Com esse novo parâmetro, e observando a regra de progressão de regime após 1/6 da pena cumprida, Bolsonaro poderia permanecer cerca de 2 anos e meio em regime fechado, passando depois ao semiaberto.
Esse ponto específico é visto como o epicentro da controvérsia. Partidos contrários ao PL afirmam que “qualquer percepção de benefício direto” a Bolsonaro pode intensificar conflitos entre Legislativo e Judiciário e desgastar ainda mais o ambiente institucional.
Se aprovado hoje na Câmara, o PL da Dosimetria será enviado ao Senado. Caso também receba aval dos senadores, a lei entrará em vigor imediatamente. Ainda assim, caberá exclusivamente ao STF aplicar a nova dosimetria aos condenados.
Em outras palavras: o Congresso altera os parâmetros penais, mas o Supremo decide caso a caso como essas mudanças incidem sobre as sentenças.

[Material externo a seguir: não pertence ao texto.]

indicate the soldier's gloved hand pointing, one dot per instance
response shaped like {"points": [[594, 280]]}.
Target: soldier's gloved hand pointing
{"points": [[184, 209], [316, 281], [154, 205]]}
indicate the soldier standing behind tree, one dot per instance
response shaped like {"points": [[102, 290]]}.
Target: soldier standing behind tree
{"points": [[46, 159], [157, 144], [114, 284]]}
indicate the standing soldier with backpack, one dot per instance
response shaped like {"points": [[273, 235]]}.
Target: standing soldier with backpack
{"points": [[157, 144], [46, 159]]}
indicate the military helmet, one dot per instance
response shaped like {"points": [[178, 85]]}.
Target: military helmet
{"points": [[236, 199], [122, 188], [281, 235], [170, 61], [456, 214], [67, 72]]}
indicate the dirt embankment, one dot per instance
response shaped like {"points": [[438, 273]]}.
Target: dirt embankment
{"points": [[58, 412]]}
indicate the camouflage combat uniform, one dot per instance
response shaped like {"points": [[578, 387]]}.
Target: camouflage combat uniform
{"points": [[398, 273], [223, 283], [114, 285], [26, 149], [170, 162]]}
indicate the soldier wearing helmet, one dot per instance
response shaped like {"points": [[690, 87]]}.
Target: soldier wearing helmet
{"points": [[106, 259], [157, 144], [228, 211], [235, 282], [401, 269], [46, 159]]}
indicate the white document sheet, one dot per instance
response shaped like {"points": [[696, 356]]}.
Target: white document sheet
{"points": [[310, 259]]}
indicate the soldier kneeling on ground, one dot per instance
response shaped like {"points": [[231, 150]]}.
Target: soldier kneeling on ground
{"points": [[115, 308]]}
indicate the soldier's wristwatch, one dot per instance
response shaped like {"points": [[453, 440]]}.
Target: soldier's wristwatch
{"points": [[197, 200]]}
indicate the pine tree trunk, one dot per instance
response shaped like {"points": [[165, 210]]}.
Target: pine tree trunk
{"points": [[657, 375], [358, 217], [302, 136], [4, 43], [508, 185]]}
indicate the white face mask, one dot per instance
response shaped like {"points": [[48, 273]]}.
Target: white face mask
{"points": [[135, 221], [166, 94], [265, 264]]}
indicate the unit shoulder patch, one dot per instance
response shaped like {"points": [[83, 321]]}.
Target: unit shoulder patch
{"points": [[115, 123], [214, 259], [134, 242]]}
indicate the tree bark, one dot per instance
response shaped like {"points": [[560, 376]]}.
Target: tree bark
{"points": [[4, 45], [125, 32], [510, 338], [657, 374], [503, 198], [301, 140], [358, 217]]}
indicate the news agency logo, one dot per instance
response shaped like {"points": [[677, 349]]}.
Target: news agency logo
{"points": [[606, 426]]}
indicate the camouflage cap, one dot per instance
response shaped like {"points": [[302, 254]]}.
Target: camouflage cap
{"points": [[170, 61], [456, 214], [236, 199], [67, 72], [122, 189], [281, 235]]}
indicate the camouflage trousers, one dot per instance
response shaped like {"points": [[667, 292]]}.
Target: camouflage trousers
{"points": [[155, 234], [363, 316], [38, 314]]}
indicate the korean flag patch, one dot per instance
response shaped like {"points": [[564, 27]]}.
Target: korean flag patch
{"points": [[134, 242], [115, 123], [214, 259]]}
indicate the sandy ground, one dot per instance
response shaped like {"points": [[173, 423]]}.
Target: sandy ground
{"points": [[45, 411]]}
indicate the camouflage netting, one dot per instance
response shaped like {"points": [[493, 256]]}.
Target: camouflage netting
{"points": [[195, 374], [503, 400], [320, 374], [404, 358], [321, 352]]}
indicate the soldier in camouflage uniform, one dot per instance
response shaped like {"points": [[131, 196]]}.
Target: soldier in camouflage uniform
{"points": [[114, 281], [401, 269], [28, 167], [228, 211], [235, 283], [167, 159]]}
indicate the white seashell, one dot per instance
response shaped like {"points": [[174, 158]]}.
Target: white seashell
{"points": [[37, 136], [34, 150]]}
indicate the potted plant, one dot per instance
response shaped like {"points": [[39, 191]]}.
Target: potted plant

Especialistas consultados por parlamentares alertam que essa interação entre Poderes pode gerar questionamentos, sobretudo se houver divergências interpretativas sobre o alcance da retroatividade.
Além do PL, o plenário da Câmara se prepara para uma sessão delicada marcada para quarta-feira (10). A pauta inclui a análise da situação da deputada Carla Zambelli (PL-SP), que enfrenta a possibilidade de cassação após sua condenação a 10 anos de prisão por invasão de sistemas do Conselho Nacional de Justiça.
O relator do caso, Diego Garcia (Podemos-PR), apresentou parecer contrário à cassação, argumentando que ainda existem recursos pendentes e que a perda do mandato seria precipitada. A decisão final caberá ao plenário.
Na mesma sessão, os deputados devem votar sobre a conduta do deputado Glauber Braga (PSOL-RJ), acusado de agredir um manifestante nos corredores da Câmara, em Brasília. O episódio gerou reação imediata de partidos do centro e da direita, que pressionam pela adoção de medidas disciplinares.
Outros casos na fila da Mesa Diretora
Também estão na pauta:
- A situação de Alexandre Ramagem (PL-RJ), já condenado à perda do mandato pelo STF.
- A análise sobre Eduardo Bolsonaro (PL-SP), que vem acumulando ausências por estar nos Estados Unidos. A Mesa avalia se há justificativa adequada ou se haverá abertura de procedimento disciplinar.